En meeting pour soutenir le candidat LFI aux municipales à Toulouse ce jeudi, Jean-Luc Mélenchon tente de reprendre à son compte "le grand remplacement", un concept qu'il a pourtant combattu pendant des années. Une expression qu'il assume depuis au moins un an, au point d'en faire un projet politique.
Jean-Luc Mélenchon était en meeting pour soutenir le candidat LFI François Piquemal aux élections municipales, ce jeudi à Toulouse. L’occasion, pour le fondateur de La France insoumise, de reprendre à son compte l’expression de "grand remplacement", un concept qu’il a pourtant combattu pendant des années.

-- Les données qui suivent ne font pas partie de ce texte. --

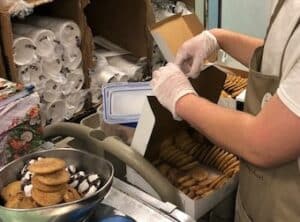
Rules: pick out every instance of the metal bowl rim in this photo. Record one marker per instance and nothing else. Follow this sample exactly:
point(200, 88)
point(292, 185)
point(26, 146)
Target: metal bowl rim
point(107, 184)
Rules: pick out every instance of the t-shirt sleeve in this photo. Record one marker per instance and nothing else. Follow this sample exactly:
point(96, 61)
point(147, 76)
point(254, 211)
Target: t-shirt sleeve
point(289, 89)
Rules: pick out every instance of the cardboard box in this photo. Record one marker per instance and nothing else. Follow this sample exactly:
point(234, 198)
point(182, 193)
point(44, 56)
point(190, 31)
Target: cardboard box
point(156, 124)
point(172, 32)
point(69, 9)
point(123, 22)
point(236, 103)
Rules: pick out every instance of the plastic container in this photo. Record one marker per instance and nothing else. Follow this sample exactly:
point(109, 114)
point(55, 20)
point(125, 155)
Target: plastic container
point(123, 102)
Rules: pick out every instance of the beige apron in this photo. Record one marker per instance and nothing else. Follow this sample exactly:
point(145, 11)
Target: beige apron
point(267, 195)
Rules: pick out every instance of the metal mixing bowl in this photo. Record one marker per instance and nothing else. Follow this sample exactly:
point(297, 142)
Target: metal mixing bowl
point(68, 212)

Depuis au moins un an, il en assume désormais l’usage, au point d’en faire un véritable projet politique.
"Incarner la nouvelle france"
Jean-Luc Mélenchon ne combat plus l’idée de "grand remplacement", il la retourne. Pour l’ancien député, ce n’est ni une peur ni une menace, mais un horizon politique, le moteur d’une "nouvelle France" qu’il souhaite "refonder par le métissage, la créolisation et la bascule démographique".
"Nous avons besoin d’élections municipales qui puissent être une démonstration du niveau de conscience politique du peuple français dans sa diversité, de la capacité de nos listes à incarner la nouvelle France, celle du grand remplacement, celle de la génération qui remplace l’autre parce que c’est comme ça depuis la nuit des temps."

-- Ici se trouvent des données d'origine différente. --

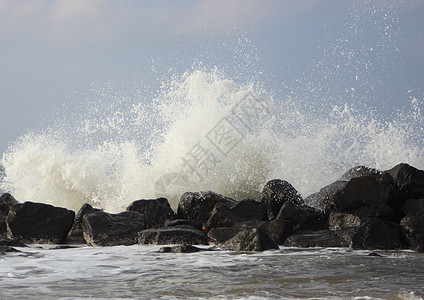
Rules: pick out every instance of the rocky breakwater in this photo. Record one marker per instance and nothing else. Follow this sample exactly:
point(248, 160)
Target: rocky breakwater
point(365, 209)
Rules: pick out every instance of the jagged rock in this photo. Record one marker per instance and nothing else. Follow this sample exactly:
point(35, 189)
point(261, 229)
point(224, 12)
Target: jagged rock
point(359, 171)
point(278, 230)
point(322, 238)
point(249, 239)
point(198, 206)
point(7, 201)
point(104, 229)
point(370, 196)
point(322, 200)
point(5, 242)
point(226, 216)
point(409, 179)
point(413, 206)
point(338, 220)
point(39, 223)
point(275, 193)
point(376, 233)
point(169, 236)
point(75, 235)
point(155, 211)
point(303, 217)
point(180, 223)
point(413, 228)
point(181, 249)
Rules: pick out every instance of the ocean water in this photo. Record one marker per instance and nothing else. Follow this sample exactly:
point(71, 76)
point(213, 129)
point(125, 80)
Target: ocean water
point(140, 272)
point(206, 129)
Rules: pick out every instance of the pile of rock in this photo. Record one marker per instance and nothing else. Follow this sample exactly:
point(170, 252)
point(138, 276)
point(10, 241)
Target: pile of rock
point(365, 209)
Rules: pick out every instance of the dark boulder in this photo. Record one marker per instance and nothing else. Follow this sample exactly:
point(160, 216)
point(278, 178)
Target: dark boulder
point(226, 216)
point(275, 193)
point(370, 196)
point(322, 200)
point(413, 207)
point(75, 235)
point(322, 238)
point(7, 202)
point(155, 211)
point(338, 220)
point(180, 223)
point(413, 229)
point(169, 236)
point(359, 171)
point(39, 223)
point(376, 233)
point(303, 217)
point(198, 206)
point(181, 249)
point(409, 179)
point(249, 239)
point(104, 229)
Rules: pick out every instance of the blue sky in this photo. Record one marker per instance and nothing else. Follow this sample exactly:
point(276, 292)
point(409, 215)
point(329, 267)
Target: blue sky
point(52, 49)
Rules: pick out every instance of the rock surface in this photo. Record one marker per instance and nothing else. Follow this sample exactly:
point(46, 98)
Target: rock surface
point(39, 223)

Une vision explicitement assumée par Jean-Luc Mélenchon avant d'ajouter que "ce n’est pas parce qu’il y a dix dingues dans un coin qui, tout à coup, ont peur d’être remplacés par leurs enfants que nous devons partager leur peur."
Un tournant stratégique assumé
La cible est claire, Jean-Luc Mélenchon vise les campagnes et les territoires qu’il juge figés, conservateurs et dépassés. Il entend y projeter les banlieues afin d’y importer leur sociologie, leur électorat et leur culture politique.
Ce discours rompt avec l’universalisme républicain qu’il défendait autrefois et marque un tournant stratégique assumé, dont l’objectif est de maximiser le vote communautaire, avec, en ligne de mire, le second tour de l’élection présidentielle de 2027.